Pets have teeth too and since it can be challenging to brush their teeth daily many pets suffer from dental disease. By three years of age 85% of pets have some form of periodontal disease. That “doggy” and “kitty” breath isn’t normal, it’s a sign of dental disease. Take a look in your pet’s mouth, do you see redness on the gums, brown build-up of calculus, bleeding? Those are signs that something isn’t right in his mouth. It can be hard to tell that our pets are in pain from their teeth because they hide it well. An oral health exam is part of their annual checkup. Often it is hard to do a full assessment because they don’t understand how to say “AHHHH”.
A dental for your pet is very similar to what we humans get, except they do need to be asleep. Sedation not only makes it easier for us to fully examine their mouth but it is also safer because it protects their airways and prevents pieces of calculus that get removed from being inhaled into their lungs.

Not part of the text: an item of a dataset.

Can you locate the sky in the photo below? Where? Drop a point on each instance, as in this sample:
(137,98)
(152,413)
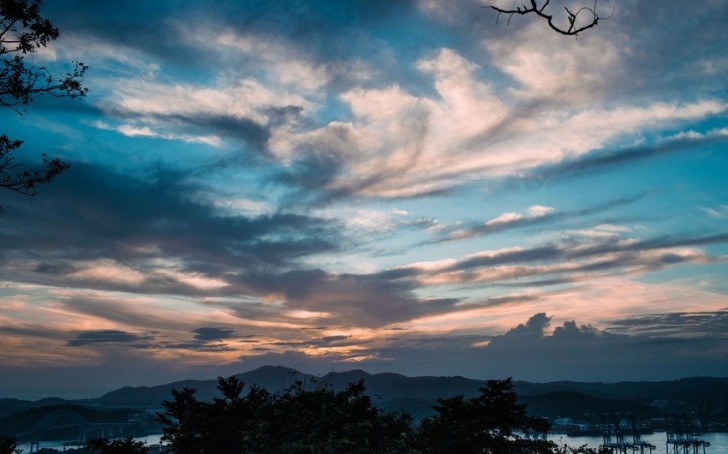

When your pet comes in for a dental visible tartar is first removed, then a special tool is used to safely remove tartar from under the gum line. The gums are checked for pockets surrounding the teeth (a sign of more significant disease), the teeth are then polished and treated with fluoride. Many times the roots are diseased with no sign on the crowns. Dental x-rays allow us to look for this very painful problem and treat accordingly. With routine dental care your pet can have a healthier mouth and a longer lifespan.